23 Then the king said, “The one says, ‘This is my son that is alive, and your son is dead’; and the other says, ‘No; but your son is dead, and my son is the living one.’” 24 And the king said, “Bring me a sword.” So a sword was brought before the king. 25 And the king said, “Divide the living child in two, and give half to the one and half to the other.” 26 Then the woman whose son was alive said to the king, because her heart yearned for her son, “Oh, my lord, give her the living child, and by no means put him to death.” But the other said, “He shall be neither mine nor yours; divide him.” 27 Then the king answered and said, “Give the living child to the first woman, and by no means put him to death; she is his mother.” 28 And all Israel heard of the judgment that the king had rendered, and they stood in awe of the king, because they perceived that the wisdom of God was in him to do justice.
What happens when someone you know is blessed by God? Like me, you probably rejoice with them in the abundant kindness of God. But, what if they get what you have been praying for? What if they’re given that specific blessing that you yearn for. How do you respond? Often I respond with a smile on my face, yet inwardly I’m seething. How could God give them what I want and not give it to me? I don’t mind waiting for His timing, but if I have to wait, everyone else should too. How dare they get “it” when I’ve waited for years.
Envy is a very scary sin. I can be envious about big things (like marriage and children), but I can be just as envious about little things (like cds and dvds). I was very convicted by the Scripture I posted above. Both women wanted the child. But, one was envious. She would rather the baby be killed, thus securing that neither would have a child, than for the other woman to have a blessing that she did not. Ouch! How often have I wished that someone would not have “that” blessing. How often have I wished that I could have it too. It’s almost like the blessing makes me feel better about myself. And if someone has something I do not, than I’m not as good as that person. That suspiciously smells like pride. In my envy I am desiring to be better than the other person. I’ve found this quote very helpful…
“What an envier wants is not, first of all, what another has; what an envier wants is for another not to have it…The envier has empty hands and therefore wants to empty the hands of the envied. Envy, moreover, carries overtones of personal resentment; an envier resents not only somebody else’s blessing but also the one who has been blessed” (Cornelius Plantinga).

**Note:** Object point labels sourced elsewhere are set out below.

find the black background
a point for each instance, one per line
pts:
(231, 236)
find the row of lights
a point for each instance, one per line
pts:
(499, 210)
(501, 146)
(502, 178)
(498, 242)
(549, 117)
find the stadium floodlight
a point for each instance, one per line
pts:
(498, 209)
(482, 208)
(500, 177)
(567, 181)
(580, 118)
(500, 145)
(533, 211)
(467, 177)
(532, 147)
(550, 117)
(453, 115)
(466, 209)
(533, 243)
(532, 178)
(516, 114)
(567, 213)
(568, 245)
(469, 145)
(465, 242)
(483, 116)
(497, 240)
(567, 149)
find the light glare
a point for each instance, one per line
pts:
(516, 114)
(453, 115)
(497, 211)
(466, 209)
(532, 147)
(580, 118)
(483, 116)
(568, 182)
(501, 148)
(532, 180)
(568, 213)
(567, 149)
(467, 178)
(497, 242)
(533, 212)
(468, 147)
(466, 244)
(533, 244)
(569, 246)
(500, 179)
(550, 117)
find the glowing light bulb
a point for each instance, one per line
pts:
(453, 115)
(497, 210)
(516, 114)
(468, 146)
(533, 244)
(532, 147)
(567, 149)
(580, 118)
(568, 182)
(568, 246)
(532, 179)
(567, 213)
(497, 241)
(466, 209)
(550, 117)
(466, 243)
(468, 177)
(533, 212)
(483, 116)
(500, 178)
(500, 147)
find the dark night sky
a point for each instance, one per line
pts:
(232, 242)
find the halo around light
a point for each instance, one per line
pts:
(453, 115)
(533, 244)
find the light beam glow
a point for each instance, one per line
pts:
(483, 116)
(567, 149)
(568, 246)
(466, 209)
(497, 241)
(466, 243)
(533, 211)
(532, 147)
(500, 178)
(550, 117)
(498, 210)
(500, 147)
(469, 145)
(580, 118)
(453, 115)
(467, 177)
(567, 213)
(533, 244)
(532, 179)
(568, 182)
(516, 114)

Seeing the ugliness of my envy can be disheartening. It not only affects my peace, my trust in God, my joy, my obedience, and my relationships; but to look it in the eye and see it’s true affect in your soul, is a daunting task. BUT, look at it we must. I cannot change unless I’m aware of the problem. And once I am aware, I have an advocate with the Father. I have a Father who gives me grace (and the power to change), when I humble myself, repent, and cry out for His help. The ugliness of my envy give me hope. It is so bad, that only God can change it. And He promises (Rom 1:16, 1 Peter 1:3-5) to be near me and give me power when I ask. That my friends, makes even the scariest sin conquerable! O What Grace! O What A Savior!